A Babá é um filme que você não esperava este ano. O pontapé inicial da Netflix para o Hallowen é uma obra de terror juvenil. A Equipe do QAG assistiu na esperança de levar uns sustinhos, e iremos contar a vocês exatamente o que sentimos.

O roteiro é bem simples nas verdade. Cole, um desajustado garoto, tem a amizade da garota mais popular da escola, e também é sua Babá nas horas vagas. Além de linda, Bee, é inteligente, voraz, insana, sedutora, gosta de ficção cientifica e faroeste. Em uma noite atípica, Cole decide espiar sua babá e descobre que ela lidera um culto satânico, bem em sua sala de estar. Cabe então a ele sobreviver a uma noite infernal, até que seus pais voltem pra casa.

 

 

E o terror termina bem ai. Assistindo ao prólogo do filme é possível ver referências á clássicos da sessão da tarde. O decorrer não foge disso, porém seguindo passos dos trash de terror dos anos 80. Durante o filme, me veio a cabeça que A Babá seria o filho perfeito de John Hughes (Clube dos Cinco, Esqueceram de Mim) e Sam Raimi (A Morte do Demônio). Arquétipos clichês de adolescentes americanos, status quo, o garoto nerd que se apaixona pela garota mais linda. No lado terror a orgia de sangue, facas afiadas em punho, perseguições que levam a lugar nenhum.

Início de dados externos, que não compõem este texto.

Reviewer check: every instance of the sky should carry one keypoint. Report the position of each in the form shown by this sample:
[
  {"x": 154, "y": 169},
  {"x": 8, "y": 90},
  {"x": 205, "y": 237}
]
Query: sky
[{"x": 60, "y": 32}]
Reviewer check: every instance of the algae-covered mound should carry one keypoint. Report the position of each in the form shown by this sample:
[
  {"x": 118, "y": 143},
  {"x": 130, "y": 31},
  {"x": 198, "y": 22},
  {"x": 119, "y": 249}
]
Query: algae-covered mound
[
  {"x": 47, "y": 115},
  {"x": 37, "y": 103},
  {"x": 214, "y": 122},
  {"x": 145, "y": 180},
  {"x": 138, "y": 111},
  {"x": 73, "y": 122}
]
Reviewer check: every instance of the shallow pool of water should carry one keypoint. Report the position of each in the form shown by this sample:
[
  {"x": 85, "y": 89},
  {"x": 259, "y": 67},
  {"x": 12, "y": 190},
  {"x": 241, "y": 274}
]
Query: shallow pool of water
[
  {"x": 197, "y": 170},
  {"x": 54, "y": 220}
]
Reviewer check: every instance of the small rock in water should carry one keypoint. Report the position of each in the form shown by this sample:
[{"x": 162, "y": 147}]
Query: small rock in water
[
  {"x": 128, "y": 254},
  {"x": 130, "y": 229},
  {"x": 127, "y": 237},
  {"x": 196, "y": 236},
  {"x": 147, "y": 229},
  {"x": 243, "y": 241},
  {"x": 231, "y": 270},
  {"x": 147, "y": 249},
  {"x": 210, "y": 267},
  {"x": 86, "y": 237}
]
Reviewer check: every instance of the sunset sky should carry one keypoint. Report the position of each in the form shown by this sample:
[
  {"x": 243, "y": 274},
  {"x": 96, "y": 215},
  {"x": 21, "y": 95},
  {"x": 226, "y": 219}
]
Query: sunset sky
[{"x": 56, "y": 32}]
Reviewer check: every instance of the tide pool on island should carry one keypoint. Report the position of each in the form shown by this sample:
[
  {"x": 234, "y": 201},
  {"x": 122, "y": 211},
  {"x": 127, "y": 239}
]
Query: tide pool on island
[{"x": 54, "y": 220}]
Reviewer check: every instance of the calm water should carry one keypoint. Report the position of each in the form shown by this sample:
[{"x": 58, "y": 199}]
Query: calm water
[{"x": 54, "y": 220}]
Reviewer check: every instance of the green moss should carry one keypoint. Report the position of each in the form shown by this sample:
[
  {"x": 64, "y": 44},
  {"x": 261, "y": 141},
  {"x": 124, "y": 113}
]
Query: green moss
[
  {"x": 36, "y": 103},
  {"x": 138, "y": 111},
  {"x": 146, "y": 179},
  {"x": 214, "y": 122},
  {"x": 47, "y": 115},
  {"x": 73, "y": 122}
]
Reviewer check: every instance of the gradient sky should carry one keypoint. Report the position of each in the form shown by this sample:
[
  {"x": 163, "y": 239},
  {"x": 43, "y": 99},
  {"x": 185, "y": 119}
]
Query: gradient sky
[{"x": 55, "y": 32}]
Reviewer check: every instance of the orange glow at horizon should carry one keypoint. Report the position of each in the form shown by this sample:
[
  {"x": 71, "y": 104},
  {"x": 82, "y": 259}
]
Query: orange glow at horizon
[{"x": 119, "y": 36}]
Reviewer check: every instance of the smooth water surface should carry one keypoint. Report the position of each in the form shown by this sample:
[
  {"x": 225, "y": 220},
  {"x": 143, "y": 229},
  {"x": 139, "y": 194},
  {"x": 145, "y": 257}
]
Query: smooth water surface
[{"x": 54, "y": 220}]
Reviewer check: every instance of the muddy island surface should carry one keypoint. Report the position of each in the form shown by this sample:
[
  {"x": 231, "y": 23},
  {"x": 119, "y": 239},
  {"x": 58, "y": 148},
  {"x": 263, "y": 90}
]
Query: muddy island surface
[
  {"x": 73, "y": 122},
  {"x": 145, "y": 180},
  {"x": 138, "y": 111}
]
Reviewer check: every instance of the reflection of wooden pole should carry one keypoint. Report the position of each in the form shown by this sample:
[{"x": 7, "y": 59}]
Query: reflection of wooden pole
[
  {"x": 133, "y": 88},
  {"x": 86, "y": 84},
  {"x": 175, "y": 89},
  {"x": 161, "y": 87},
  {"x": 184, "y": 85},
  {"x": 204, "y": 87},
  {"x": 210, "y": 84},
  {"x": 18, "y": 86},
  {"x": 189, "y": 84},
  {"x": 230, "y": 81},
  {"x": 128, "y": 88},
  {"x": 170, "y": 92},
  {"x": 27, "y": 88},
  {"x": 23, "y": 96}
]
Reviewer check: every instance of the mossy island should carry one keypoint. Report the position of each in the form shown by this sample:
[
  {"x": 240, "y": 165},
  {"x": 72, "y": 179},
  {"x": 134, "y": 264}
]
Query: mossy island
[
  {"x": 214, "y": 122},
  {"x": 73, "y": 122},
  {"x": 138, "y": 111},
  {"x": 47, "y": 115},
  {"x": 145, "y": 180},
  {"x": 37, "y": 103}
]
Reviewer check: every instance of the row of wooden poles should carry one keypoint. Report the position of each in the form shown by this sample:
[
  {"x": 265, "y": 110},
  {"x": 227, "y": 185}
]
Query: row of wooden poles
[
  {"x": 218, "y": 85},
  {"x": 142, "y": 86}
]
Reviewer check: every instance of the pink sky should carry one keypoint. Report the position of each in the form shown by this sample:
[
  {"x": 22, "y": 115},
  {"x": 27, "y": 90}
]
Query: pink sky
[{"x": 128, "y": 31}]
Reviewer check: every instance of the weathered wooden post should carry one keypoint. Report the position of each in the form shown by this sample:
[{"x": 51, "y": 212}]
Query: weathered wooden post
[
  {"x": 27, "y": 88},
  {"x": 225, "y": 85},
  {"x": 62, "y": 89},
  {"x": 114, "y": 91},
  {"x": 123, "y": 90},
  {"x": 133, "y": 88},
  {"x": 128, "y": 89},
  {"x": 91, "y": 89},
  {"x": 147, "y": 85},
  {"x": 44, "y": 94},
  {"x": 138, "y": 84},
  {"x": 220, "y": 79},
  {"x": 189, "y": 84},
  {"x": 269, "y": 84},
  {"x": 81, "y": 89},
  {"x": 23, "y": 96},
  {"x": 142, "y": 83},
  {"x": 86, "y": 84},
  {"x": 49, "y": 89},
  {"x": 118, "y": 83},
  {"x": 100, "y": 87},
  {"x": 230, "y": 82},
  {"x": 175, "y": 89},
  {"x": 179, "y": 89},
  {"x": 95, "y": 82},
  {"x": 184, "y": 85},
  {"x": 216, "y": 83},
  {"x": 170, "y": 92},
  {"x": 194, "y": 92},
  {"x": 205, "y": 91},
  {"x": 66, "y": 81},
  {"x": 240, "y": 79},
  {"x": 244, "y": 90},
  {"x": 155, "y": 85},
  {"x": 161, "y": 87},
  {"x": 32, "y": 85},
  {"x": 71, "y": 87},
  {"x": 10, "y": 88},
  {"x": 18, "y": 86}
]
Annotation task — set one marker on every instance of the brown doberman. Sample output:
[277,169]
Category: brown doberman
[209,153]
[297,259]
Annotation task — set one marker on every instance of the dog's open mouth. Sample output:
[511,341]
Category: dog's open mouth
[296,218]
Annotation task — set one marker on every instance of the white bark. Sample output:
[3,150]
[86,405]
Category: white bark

Bee (Samara Weving) confrontando Cole (Judah Lewis)

Tudo isso tende ao fracasso? Sim, mas McG soube usar a seu favor. O diretor esteve por trás de muitas séries que abordam os dois temas: Supernatural, The OC, Chuck, inclusive o gostosinho filme Duff. O forte dele é fazer projetos despretensiosos, que satirizam os gêneros. A Babá usa dos clichês do juvenil e terror, mas zomba deles a todo momento. Mesmo que seja tudo tão previsível, é possível tirar cenas que te farão rir, se empolgar e pular da cadeira.

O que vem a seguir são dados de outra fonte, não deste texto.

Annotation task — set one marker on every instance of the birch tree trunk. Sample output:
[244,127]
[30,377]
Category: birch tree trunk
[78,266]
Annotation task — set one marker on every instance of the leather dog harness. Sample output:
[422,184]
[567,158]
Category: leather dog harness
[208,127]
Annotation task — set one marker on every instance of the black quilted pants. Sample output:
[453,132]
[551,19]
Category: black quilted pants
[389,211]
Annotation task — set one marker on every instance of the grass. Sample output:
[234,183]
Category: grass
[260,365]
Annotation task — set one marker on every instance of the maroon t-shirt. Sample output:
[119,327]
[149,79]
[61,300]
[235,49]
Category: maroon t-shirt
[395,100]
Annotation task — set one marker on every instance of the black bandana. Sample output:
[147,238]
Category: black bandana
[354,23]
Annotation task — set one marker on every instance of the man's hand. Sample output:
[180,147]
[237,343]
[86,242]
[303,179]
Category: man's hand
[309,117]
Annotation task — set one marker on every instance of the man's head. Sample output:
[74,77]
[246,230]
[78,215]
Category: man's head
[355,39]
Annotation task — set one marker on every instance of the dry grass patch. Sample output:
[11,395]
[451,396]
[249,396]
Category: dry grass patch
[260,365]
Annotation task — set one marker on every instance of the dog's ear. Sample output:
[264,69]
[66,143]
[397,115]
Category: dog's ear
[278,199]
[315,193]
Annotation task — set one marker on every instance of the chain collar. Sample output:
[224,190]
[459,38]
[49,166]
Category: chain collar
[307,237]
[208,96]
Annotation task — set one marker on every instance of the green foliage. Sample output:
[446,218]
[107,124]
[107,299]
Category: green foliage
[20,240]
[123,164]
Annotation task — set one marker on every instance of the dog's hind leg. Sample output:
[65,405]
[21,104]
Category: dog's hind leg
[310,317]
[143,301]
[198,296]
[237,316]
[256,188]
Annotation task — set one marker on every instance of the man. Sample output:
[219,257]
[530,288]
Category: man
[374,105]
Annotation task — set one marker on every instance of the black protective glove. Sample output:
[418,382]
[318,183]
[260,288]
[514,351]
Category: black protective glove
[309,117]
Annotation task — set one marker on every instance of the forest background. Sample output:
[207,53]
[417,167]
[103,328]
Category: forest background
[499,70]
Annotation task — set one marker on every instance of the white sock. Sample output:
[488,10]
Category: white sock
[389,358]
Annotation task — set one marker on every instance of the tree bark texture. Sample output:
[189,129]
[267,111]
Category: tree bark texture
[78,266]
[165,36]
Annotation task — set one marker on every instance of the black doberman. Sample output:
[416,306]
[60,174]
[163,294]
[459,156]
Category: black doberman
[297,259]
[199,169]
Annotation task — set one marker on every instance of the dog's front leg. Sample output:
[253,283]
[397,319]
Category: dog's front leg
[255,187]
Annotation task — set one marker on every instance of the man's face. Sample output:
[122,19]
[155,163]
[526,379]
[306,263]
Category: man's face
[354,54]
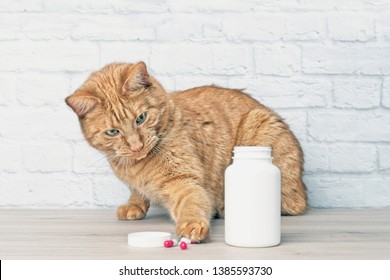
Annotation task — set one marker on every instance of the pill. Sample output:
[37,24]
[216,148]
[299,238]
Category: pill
[183,245]
[168,243]
[189,241]
[186,240]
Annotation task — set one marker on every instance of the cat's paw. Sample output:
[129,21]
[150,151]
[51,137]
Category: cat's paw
[194,230]
[130,212]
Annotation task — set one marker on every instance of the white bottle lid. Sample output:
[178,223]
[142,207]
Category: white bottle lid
[148,239]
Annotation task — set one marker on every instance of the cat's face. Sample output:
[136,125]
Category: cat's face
[120,110]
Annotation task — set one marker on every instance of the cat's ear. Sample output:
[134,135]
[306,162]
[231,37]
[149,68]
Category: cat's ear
[82,102]
[136,77]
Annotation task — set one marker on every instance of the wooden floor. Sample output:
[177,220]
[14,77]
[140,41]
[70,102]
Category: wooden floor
[96,234]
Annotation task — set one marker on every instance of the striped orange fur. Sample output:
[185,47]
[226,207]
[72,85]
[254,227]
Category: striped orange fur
[171,149]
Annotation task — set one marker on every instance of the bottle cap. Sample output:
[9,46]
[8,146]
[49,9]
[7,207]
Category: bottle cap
[148,239]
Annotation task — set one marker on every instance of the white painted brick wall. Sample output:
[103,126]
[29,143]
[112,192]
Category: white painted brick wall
[323,65]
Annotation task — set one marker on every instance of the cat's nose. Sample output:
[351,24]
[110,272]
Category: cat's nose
[137,148]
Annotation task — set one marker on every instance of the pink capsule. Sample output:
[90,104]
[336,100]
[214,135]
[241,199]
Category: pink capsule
[168,243]
[183,245]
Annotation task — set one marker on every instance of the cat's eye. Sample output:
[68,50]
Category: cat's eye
[141,118]
[112,132]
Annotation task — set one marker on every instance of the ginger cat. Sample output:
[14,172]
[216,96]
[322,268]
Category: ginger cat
[172,149]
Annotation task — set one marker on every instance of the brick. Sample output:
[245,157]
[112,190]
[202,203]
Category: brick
[362,126]
[22,6]
[48,25]
[316,157]
[277,59]
[382,26]
[11,156]
[11,27]
[121,28]
[258,27]
[102,6]
[39,89]
[281,92]
[48,56]
[47,157]
[346,59]
[354,191]
[386,93]
[109,191]
[210,6]
[359,93]
[322,6]
[311,27]
[88,160]
[199,59]
[297,121]
[7,88]
[351,27]
[34,124]
[181,28]
[123,52]
[384,157]
[355,158]
[46,190]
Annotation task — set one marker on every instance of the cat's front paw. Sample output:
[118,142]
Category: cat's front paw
[130,212]
[194,229]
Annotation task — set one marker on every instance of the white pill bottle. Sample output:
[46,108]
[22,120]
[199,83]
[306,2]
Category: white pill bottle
[252,198]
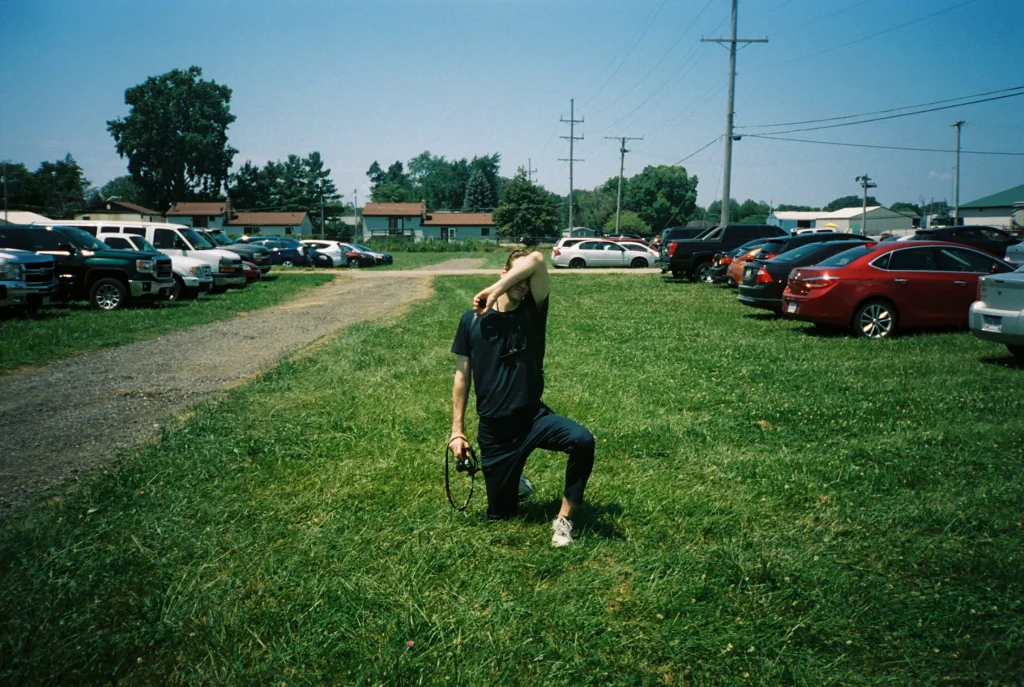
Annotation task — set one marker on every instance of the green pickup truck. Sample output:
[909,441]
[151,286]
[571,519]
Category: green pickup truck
[87,269]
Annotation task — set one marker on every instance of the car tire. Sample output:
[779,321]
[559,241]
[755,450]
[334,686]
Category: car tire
[876,319]
[109,294]
[701,271]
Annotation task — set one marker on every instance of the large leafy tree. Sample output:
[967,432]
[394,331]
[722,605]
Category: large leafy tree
[175,136]
[850,202]
[663,196]
[479,195]
[525,209]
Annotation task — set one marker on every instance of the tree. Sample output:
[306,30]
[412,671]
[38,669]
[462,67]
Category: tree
[662,196]
[525,209]
[478,194]
[850,202]
[630,222]
[175,136]
[122,188]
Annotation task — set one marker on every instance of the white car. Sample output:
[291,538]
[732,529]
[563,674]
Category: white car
[192,276]
[590,253]
[998,313]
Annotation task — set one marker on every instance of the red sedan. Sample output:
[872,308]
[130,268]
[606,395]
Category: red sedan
[879,288]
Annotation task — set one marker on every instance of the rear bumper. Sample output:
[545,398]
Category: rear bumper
[1006,327]
[141,289]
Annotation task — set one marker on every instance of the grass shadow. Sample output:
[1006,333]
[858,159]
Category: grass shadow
[592,519]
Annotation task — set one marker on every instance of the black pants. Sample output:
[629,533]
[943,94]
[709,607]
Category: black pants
[507,442]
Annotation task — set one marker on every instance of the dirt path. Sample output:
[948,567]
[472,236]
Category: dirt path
[73,416]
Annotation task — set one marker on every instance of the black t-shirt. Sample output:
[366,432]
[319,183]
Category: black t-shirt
[506,353]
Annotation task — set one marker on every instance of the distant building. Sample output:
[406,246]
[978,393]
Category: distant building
[994,210]
[411,221]
[848,220]
[119,210]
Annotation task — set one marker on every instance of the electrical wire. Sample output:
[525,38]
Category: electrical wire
[879,112]
[889,117]
[886,147]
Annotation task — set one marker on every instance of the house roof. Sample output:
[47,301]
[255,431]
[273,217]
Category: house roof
[460,219]
[120,206]
[1005,199]
[393,209]
[267,219]
[187,209]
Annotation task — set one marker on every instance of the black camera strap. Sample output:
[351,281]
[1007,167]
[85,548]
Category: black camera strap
[468,465]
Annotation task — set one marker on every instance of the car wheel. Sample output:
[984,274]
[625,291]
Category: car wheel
[701,271]
[875,319]
[109,294]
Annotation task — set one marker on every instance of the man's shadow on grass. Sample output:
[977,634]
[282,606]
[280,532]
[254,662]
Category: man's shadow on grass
[590,519]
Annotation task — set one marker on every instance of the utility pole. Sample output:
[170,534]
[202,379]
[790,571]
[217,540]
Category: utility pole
[865,182]
[957,124]
[571,121]
[727,170]
[622,166]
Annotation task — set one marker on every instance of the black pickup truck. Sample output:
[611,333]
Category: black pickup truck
[692,259]
[90,270]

Mas o que mais se destaca no filme não é proposta de assustar o público. A química do iniciante Judah Lewis e da excêntrica Samara Weaving levam tudo a outro nível. É divertido ver a evolução de Cole durante a obra. Judah nos convence como garoto inocente, que tenta sobreviver a uma noite infernal, sem perder sua essência. É como ver Ferris (Curtindo a Vida Adoidado) se metendo em encrencas bem maiores, e terminando como o Ash (A Morte do Demônio). Por outro lado Samara é deliciosa e louca. Senti nela uma jovem Eva Green com os hipnotisantes olhos de Emma Stone. Ela consegue ser a garota linda, mas também a maluca assassina. Você se divide em temer e amar Bee. Quando os dois estavam juntos em cena, era impossível tirar os olhos da tela. Foi inevitável nutrir um crush por ela. SAMARA É DEMAIS!

A Babá (The Babysitter)
Samara Weaving e Bella Thorne na clássica cena de beijo lésbico

Guardem esses nomes: Judah Lewis e Samara Weaving. Mesmo com a maldição do terror, que enterra muitas carreiras de atores, eu prevejo um futuro promissor para estes dois. O restante do elenco cumpre seu papel, mas não tem destaque suficiente na tela. Bella Thorne foi vendida como a atriz mais relevante do elenco, mas foi a típica gostosa burra e alívio cômico. Hana Mae Lee continua sendo a garota creepy de Pitch Perfect. Robbie Amell é o boy toy descamisado que só serve de decoração. E Andrew Bachelor é maior dos arquétipos, repetindo piadas raciais batidas.

 

Conclusão

Por fim, se você procura um filme despretensioso, nem terror, mas também não muito comédia. Se procura um Esqueceram de Mim que termina com mais do que fraturas para os bandidos. Se procura uma obra divertida, com uma pitada de gore e clichê, eu indico A Babá. Se quiser algo pra tirar seu sono á noite, indico ver outra coisa mesmo.

A Babá é um filme de terror trash juvenil que ninguém esperava, mas que é bom de assistir.